The study confirmed that Emergency Medicine Residency competency training in palliative care has not increased at the same rate that the patient demand for palliative care has increased. The fact that nearly half of residency programs are split on including palliative care in their program curriculum could be swayed toward promotion of palliative care training should the demand for palliative care continue to increase. While respondents identified several methods for training residents, it does not seem that all institutions incorporate these methods into the training of their residents due to several different factors. Also, it is shown that many results of this study are likely to change in the coming years in correlation with the expected increase in emphasis on palliative care.

Works Cited

1. Dev, R., E. Del Fabbro, M. Miles, A. Vala, D. Hui, and E. Bruera. "Growth of an Academic Palliative Medicine Program: Patient Encounters and Clinical Burden." Department of Palliative Care and Rehabilitation Medicine, The University of Texas M. D. Anderson Cancer Center, Feb. 2013. Web. 15 July 2013.
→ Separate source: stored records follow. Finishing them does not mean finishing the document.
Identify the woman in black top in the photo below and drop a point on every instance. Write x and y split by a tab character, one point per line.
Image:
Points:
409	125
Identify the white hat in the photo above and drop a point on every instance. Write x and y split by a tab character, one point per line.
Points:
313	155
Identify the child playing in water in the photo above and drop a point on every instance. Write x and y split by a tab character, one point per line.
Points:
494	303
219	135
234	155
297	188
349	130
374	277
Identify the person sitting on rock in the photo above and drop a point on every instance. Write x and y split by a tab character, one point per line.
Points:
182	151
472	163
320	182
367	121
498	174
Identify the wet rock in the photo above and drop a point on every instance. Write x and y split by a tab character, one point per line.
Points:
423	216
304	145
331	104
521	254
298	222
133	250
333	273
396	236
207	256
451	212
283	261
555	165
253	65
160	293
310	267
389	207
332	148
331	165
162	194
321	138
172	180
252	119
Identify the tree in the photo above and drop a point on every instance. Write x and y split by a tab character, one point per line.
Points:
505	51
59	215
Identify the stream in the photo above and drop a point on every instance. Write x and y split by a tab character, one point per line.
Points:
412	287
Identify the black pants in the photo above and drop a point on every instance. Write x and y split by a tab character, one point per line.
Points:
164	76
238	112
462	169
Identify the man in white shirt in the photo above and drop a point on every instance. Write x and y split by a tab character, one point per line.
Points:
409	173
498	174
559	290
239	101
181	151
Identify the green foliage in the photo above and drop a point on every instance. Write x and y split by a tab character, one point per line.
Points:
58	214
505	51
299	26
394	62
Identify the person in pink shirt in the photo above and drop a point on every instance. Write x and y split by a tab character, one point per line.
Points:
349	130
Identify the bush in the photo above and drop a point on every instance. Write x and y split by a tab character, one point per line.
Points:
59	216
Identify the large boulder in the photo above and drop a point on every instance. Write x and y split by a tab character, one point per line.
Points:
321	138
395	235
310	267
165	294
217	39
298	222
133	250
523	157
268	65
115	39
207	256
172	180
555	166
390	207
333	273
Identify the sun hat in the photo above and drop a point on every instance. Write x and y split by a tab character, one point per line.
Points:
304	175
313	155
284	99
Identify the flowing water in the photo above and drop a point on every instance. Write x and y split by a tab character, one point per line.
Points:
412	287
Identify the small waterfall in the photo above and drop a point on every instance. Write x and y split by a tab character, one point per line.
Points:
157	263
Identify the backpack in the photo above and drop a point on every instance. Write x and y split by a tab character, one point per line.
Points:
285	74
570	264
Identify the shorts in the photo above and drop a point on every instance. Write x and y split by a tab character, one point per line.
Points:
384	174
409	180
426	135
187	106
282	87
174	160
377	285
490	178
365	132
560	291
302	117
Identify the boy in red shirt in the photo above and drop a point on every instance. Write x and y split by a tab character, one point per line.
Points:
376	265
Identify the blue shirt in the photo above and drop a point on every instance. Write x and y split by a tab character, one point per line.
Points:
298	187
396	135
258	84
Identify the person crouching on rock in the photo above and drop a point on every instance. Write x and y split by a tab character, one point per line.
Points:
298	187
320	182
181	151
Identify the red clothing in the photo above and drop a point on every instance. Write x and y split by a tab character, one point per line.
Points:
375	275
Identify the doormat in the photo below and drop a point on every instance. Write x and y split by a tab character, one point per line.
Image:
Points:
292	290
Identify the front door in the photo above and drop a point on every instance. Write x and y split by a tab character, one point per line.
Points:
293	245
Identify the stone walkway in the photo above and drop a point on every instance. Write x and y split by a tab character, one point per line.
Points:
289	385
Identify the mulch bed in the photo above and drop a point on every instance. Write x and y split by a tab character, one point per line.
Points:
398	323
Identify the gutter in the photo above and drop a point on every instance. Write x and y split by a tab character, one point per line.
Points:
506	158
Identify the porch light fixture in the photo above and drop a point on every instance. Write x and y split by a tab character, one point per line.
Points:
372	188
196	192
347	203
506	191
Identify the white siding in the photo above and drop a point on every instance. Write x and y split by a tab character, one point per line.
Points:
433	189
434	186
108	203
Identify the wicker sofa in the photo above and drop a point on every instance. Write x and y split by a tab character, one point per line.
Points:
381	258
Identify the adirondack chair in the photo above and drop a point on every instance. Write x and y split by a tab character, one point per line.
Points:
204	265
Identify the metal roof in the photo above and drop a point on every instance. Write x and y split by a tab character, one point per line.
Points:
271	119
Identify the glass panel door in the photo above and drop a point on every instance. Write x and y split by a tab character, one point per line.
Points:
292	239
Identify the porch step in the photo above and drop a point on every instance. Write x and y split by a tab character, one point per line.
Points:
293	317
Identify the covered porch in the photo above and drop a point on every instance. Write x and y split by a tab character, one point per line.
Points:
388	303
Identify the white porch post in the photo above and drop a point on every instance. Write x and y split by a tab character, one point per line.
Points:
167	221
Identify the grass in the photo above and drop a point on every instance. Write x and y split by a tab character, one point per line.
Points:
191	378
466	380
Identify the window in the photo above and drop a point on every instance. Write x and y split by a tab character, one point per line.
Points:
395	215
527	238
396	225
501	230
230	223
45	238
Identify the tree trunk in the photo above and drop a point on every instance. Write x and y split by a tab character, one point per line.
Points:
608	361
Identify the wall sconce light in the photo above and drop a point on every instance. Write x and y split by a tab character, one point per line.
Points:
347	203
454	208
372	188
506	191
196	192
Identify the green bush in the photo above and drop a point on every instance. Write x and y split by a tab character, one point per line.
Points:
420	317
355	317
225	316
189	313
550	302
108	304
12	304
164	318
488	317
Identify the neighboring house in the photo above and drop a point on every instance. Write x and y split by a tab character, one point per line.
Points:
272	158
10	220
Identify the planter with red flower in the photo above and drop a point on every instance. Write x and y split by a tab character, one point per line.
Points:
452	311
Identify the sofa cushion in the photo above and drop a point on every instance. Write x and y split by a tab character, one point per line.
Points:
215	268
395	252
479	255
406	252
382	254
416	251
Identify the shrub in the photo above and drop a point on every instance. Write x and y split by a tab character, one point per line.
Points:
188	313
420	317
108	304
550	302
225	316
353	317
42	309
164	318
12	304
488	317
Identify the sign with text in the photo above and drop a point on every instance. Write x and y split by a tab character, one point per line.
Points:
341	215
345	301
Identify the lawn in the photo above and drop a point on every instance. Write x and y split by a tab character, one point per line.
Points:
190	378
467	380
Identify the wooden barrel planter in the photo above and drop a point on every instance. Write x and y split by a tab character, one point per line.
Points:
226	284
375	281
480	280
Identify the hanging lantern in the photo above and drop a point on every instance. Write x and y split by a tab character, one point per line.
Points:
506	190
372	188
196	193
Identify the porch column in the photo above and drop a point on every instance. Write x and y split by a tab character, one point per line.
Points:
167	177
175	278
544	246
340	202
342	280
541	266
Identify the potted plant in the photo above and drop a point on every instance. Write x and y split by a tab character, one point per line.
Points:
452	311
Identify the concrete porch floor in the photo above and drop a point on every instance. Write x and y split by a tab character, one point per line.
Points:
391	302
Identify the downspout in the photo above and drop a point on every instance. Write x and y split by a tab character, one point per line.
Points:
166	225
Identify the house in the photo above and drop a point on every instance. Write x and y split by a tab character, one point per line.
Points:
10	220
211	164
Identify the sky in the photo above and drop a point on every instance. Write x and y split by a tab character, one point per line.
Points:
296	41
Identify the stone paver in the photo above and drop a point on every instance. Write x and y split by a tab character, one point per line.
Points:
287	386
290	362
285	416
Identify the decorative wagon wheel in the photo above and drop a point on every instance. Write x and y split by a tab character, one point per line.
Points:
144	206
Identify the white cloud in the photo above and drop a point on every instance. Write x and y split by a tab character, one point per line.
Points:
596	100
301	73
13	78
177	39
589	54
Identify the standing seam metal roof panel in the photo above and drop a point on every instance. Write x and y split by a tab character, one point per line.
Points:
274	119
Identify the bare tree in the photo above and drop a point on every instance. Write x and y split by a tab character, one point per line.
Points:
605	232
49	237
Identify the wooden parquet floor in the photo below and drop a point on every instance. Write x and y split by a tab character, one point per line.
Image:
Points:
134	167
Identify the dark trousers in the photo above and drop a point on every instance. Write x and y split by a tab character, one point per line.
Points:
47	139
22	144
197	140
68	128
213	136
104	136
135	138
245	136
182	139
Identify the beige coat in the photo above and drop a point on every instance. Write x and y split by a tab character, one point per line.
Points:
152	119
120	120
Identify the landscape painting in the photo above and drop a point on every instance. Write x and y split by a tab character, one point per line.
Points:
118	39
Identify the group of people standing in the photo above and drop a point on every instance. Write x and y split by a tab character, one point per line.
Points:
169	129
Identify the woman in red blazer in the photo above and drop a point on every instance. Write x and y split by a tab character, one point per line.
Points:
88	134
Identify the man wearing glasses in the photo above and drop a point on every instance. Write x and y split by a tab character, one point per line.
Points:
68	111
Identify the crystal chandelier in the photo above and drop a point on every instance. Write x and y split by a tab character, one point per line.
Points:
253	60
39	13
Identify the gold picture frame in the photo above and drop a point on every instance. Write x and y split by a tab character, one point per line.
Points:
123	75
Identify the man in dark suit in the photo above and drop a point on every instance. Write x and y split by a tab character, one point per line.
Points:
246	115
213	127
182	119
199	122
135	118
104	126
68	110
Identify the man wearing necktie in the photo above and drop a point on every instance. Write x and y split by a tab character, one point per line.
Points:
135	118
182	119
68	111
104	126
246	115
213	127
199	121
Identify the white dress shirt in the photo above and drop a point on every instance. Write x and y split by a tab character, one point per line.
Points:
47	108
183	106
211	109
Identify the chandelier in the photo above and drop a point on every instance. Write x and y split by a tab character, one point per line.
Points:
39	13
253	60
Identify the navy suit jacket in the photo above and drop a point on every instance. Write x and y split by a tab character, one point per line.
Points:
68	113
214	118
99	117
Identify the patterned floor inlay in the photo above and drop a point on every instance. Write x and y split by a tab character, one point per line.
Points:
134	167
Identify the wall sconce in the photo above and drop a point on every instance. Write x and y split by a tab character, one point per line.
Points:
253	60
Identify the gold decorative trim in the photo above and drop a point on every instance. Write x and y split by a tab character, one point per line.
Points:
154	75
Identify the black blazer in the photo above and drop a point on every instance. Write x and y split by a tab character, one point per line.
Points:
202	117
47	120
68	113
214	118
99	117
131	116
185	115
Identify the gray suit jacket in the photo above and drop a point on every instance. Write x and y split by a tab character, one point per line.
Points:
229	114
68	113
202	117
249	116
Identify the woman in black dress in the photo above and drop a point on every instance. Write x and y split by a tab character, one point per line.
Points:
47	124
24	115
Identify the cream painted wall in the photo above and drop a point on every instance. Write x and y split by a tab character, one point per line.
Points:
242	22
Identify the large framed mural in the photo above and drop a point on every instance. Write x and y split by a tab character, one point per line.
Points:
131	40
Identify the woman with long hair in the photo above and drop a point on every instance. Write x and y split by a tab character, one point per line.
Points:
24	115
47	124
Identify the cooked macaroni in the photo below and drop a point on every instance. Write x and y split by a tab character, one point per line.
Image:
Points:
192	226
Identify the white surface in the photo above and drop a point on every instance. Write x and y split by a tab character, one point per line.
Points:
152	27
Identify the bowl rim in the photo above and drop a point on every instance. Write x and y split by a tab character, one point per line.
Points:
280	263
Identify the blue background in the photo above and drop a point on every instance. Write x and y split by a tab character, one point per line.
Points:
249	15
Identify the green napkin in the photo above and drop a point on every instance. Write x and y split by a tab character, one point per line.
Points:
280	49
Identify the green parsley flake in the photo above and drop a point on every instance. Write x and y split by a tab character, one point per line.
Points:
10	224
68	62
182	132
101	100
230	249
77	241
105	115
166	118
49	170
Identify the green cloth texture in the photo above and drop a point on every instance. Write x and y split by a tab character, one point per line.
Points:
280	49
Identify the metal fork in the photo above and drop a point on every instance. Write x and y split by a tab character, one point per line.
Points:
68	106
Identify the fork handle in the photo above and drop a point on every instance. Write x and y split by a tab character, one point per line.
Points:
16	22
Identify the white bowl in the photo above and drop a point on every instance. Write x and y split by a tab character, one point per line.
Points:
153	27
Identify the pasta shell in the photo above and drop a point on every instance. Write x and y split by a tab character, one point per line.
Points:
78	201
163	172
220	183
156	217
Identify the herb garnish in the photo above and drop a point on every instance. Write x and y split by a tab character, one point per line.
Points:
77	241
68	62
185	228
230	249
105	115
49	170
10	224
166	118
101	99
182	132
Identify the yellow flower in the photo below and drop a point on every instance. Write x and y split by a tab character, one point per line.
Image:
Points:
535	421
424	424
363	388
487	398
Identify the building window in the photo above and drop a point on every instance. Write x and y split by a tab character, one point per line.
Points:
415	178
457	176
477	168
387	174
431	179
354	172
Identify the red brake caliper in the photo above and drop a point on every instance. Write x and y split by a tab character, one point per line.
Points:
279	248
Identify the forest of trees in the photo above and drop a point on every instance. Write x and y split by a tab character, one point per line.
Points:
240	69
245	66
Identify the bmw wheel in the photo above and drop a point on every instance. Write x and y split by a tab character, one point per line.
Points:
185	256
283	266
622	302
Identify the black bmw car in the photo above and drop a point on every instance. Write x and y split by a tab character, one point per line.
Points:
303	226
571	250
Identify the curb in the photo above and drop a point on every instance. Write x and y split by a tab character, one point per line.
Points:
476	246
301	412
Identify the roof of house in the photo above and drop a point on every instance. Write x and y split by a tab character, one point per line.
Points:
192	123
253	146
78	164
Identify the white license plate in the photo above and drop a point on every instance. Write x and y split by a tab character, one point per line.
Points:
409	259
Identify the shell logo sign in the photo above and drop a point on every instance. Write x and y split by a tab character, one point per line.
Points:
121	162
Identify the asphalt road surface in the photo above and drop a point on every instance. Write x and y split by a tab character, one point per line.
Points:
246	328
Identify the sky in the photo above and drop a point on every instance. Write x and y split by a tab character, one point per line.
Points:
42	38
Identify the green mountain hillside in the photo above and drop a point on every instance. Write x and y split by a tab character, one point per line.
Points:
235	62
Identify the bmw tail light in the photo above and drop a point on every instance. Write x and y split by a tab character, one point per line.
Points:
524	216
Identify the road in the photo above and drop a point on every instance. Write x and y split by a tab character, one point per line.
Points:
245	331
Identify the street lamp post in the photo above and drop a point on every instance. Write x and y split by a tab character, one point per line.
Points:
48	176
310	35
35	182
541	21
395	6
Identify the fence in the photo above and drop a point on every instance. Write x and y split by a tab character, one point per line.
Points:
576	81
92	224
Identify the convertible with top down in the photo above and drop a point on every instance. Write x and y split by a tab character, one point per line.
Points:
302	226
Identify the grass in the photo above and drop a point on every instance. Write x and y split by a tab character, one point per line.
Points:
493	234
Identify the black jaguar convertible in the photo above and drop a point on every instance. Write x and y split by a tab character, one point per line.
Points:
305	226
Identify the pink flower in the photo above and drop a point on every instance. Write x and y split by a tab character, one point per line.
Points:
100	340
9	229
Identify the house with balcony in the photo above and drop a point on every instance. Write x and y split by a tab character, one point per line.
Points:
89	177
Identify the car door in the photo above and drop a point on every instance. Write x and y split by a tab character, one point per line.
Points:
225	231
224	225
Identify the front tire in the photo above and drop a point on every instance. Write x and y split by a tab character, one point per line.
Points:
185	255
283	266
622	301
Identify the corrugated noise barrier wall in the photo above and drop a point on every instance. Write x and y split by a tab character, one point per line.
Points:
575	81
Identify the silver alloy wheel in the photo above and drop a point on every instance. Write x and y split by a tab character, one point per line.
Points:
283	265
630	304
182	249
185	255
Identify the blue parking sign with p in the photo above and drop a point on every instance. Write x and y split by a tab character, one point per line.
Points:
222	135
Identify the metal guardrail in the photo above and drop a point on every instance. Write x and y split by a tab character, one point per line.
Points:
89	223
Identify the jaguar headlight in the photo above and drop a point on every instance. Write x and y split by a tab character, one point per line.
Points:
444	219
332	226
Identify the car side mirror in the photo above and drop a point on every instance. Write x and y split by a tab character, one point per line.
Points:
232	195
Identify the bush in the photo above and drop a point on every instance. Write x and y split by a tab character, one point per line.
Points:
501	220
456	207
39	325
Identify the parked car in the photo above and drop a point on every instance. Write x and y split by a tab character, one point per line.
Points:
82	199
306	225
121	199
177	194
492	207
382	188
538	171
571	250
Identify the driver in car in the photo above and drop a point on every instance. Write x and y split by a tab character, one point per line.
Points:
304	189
2. Smith, Alexander K., Jonathan Fisher, Mara A. Schonberg, Daniel J. Pallin, Susan D. Block, Lachlan Forrow, Russell S. Phillips, and Ellen P. McCarthy. "Am I Doing the Right Thing? Provider Perspectives on Improving Palliative Care in the Emergency Department." Annals of Emergency Medicine 54.1 (2009): 86-93.e1. Print.

3. Arnold, Robert, J. Andrew Billings, Susan D. Block, Nathan Goldstein, Laura J. Morrison, Tomasz Okon, Sandra Sanchez-Reilly, Rodney Tucker, James Tulsky, Charles Von Gunten, David Weissman, Dale Lupu, and Judy Opatik Scott. "Hospice and Palliative Medicine Core Competencies." Diss. 2003. Hospice and Palliative Medicine Core Competencies. American Academy of Hospice and Palliative Medicine, Sept. 2009. Web. 13 June 2013.

4. "Defining Palliative Care." Center to Advance Palliative Care, n.d. Web. 18 July 2013.